Courtesy of DTE Energy
'There's been discussions of everything'
There's some agreement among city officials and environmentalists that there should be a mix of open space and development at the MichCon site once it's cleaned up.
"I think in general there's a community interest to have some of it be parkland and also to have some commercial," Rubin said. "There's been a lot of interest in getting a restaurant on the river and also getting that connection to downtown. There's been discussions of everything — ice rinks, skateparks, canoeing liveries — all of those kinds of things."
But all of that should come with a public discussion about how the city and the community want to move forward, Rubin said.
Ryan J. Stanton | AnnArbor.com
"Many people are looking at this site as an important piece of the river system," she said. "It's also a link between one side of the river to the other, so to have some type of use that is able to draw people to this area and then connect over the bridge I think is really important."
Rampson said the city's Master Plan recommends a portion of the MichCon site for public use, and that's consistent with the city's Parks and Recreation Open Space Plan.
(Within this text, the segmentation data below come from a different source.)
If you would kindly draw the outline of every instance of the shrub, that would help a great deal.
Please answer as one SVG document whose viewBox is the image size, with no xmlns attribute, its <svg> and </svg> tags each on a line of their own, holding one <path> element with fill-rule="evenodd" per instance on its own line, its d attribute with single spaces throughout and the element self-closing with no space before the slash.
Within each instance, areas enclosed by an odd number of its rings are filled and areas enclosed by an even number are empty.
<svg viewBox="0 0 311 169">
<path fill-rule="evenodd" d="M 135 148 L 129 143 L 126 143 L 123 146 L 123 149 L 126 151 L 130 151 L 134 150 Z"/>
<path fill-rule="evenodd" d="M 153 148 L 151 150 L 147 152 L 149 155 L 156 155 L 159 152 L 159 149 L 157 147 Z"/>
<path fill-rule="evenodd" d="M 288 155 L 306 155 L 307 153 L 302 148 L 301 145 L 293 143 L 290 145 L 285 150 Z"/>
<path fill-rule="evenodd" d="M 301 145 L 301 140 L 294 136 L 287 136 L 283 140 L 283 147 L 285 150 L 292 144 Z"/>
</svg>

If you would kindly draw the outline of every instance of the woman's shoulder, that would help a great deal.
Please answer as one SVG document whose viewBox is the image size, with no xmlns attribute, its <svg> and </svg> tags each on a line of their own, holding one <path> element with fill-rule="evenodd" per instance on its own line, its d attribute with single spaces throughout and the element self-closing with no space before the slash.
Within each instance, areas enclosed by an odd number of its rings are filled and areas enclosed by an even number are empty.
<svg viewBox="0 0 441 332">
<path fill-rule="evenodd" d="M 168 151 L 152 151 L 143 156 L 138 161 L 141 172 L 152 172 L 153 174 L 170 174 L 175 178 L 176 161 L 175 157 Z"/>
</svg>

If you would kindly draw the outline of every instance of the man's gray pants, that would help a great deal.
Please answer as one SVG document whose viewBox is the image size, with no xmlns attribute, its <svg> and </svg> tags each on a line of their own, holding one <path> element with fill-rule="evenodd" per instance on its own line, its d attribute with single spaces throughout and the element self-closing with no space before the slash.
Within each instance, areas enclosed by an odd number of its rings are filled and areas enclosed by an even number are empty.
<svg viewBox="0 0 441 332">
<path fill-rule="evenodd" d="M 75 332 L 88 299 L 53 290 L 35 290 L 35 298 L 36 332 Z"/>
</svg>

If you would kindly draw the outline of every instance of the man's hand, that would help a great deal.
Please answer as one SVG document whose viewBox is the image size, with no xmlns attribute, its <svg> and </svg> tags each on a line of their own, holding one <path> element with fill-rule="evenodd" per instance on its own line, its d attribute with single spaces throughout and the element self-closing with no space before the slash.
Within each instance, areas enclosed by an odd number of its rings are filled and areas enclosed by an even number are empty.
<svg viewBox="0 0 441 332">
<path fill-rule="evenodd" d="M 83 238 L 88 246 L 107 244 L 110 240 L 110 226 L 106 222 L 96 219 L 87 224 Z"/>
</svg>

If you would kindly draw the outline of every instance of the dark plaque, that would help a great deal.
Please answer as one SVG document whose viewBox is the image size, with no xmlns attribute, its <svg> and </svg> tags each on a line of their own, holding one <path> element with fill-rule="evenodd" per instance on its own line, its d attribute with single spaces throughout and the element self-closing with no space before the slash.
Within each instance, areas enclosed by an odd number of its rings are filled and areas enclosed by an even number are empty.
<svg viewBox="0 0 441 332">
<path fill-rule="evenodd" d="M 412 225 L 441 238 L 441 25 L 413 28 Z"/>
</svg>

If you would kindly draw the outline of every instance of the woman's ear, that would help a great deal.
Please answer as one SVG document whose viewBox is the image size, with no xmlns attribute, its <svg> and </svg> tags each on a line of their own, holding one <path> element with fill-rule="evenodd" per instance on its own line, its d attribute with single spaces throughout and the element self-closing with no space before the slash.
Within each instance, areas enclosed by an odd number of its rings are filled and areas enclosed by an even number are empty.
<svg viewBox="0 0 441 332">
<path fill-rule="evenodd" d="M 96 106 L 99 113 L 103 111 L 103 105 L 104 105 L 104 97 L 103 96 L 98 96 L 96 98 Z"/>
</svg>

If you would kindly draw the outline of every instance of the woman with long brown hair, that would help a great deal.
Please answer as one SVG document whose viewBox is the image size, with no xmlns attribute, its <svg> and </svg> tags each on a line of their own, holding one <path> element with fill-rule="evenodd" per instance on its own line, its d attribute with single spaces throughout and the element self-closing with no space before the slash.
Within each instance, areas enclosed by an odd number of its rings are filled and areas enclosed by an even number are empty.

The Master Plan contemplates using the remainder of the site for commercial or office use.
Rampson acknowledged most of the property — except for a portion closer to the Broadway bridges — is in the floodplain. It can be expensive to develop in the floodplain, she said, noting a building would have to be elevated by one foot and have flood-proofing.
Briere said if she had her way there would be a continuation of one part of the Border-to-Border Trail along the river through the site. She also said she'd like to see the site designed to hold and filter stormwater before it makes its way into the river.
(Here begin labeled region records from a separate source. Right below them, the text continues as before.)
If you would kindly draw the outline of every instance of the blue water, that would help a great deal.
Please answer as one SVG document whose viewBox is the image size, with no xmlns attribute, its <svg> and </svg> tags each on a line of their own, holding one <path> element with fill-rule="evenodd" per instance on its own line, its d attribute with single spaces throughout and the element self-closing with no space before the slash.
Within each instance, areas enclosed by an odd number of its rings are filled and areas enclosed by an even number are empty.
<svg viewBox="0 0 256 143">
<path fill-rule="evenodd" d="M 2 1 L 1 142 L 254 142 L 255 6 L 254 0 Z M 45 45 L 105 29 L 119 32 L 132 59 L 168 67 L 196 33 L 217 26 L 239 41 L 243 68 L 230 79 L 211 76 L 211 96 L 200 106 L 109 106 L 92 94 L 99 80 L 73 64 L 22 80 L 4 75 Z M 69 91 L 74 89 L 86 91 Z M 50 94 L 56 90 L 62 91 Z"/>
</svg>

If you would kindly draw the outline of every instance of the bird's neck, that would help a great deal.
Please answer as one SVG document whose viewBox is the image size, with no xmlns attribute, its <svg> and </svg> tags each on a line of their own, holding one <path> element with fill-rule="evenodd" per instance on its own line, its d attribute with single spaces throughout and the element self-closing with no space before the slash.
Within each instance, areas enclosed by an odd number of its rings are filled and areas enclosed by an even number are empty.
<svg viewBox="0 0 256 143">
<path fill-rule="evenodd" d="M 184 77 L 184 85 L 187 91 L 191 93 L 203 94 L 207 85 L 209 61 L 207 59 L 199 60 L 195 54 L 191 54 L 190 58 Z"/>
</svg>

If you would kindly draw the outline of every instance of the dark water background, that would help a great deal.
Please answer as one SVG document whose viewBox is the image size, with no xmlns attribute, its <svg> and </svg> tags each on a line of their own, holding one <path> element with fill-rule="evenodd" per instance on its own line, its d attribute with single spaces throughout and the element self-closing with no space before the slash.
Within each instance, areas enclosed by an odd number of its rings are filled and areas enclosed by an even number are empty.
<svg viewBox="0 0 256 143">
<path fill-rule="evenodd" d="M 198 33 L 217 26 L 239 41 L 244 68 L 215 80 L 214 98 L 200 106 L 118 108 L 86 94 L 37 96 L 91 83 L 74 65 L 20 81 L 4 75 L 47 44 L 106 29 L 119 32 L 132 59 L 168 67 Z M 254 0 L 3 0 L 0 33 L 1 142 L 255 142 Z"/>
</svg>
"I don't want to build bigger stormwater sewers or pipes going under this area to dump the water faster into the river," she said, citing potential for pollutants from urban runoff.
DTE is asking the city's Zoning Board of Appeals for a variance from requirements to install new stormwater systems due to existing site contamination.
Rampson said she's confident the city's staff will support that with an understanding that stormwater detention requirements can be met as part of future development.
She said there's a concern that removing the old parking lot and concrete building foundations on site now will uncap contaminated soils and release more pollution.
In a deal worked out with the city, DTE is planning to pay for two whitewater pool features for kayakers along the river channel adjacent to the MichCon site.
Briere said she's aware there are people who want to see things like bandshells, stages and entertainment venues in the area.
"But I haven't seen that West Park, which has a bandshell, has ever been heavily used," she said. "So I'm not sure that kind of thing would benefit the city."
Rubin is involved in RiverUp!, a long-term initiative to improve recreational access and the health of the Huron River.
"As part of RiverUp, this could be one of the capstone projects that really illustrates and shows how the cities and the communities along the river embrace the waterfront and turn our faces to the river," she said. "And this is a great example of a heavily industrial site that was contaminated that has been sort of a barrier between the downtown and the river.
"So with the idea of eventually turning some of it into parkland and connecting it to downtown, and also improving the access, it's really exciting."